Black frost: the coming and the going

We drive home through a storm of birds, swooping and chattering low over the road as they sweep from one abandoned cornfield to another, resting on their way south. We squinch our eyes and tighten our muscles, breathless until we are sure the car will not collide with soft, small bodies. Then, caught up by their flurry, we hurry on. For the wind has suddenly shifted; the clouds have spread and are scudding across the sky to some unknown destination beyond the horizon, taking the last wisps of Indian summer along with them.

The world all at once doesn't smell the same, the rich, pungent odor of drying leaves and musky autumn vegetation is gone, the bite of a new chill is sharp and clear in our nostrils. We need no weather radar or sophisticated instruments to tell us that the long, dreamlike fall is over and we are in for a hard freeze.

Somehow, without our paying much heed, the daylight hours have shortened greatly and the sun is already low in the sky. Time is short, for we must rescue the remaining fruits of summer from field and garden, and store them away in their own snug, warm places before nightfall. Sharp memories now, of long-ago childhood autumns when this last harvest was gathered in desperate haste for fear the precious food might be wasted and there would not be enough to last through the long, harsh winter. My children will never fully understand this, having grown up with plenty - too much perhaps. Yet something urgent is communicated, for they fly to dig warm clothes and mittens out of blanket chests , remembering my tales of bundling in snowsuits to save the late harvest from the frost.

By now my husband is back from his day in the city, and he trades office clothes for a tattered mackinaw, signals the children to jump into the old wooden wheelbarrow, and trundles them out to the garden. Together we gather our treasures and marvel at the strange way of growing things - a pumpkin that has welded itself to the chicken-wire fence, forgotten cucumbers climbing a sunflower stalk, acorn squash that has successfully hidden all summer under the rhubarb.

We load the barrow and bushel baskets and go back for more, toting everything into the carriage shed and tucking them up for the night in tarps and blankets. Already the first star burns through the dusk, and the children must carve jack-o'-lanterns out in the yard. It is not quite Halloween, but the pumpkins were theirs to plant and tend, so we help them with sharp knives and scooping, and gather up the seeds for toasting in the oven.

The house feels warm and steamy, and we pat each other's cheeks as they glow with the first tingle of winter, feeling smug and satisfied that all and everyone are safely gathered in. My heart lurches as I remember the marigolds have not been covered with the old sheets and bedspreads that have sustained them through the light, white frosts of early autumn; then I shrug and start to cook supper, for tonight no sheet will suffice. This is the end of summer flowers - their leaves will be black by morning.

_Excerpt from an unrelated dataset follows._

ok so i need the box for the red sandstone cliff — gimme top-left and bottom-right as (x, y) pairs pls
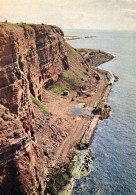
(0, 24), (70, 194)
(0, 24), (113, 195)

And they are. I am out early at the clothesline, the grass crunching underfoot, everything covered with ice crystals just beginning to sparkle in the morning light. It is still - there are no bird calls, although I know many birds are staying with us; they wait respectfully for the full rays of the sun to see what has survived the night. But there is one sound - a steady, gentle pelting.

I see that all at once the leaves are falling from the mulberry tree. By early afternoon they are all down, piled russet and olive on the browning grass.

This is the last tree in the yard to lose its leaves - winter has begun.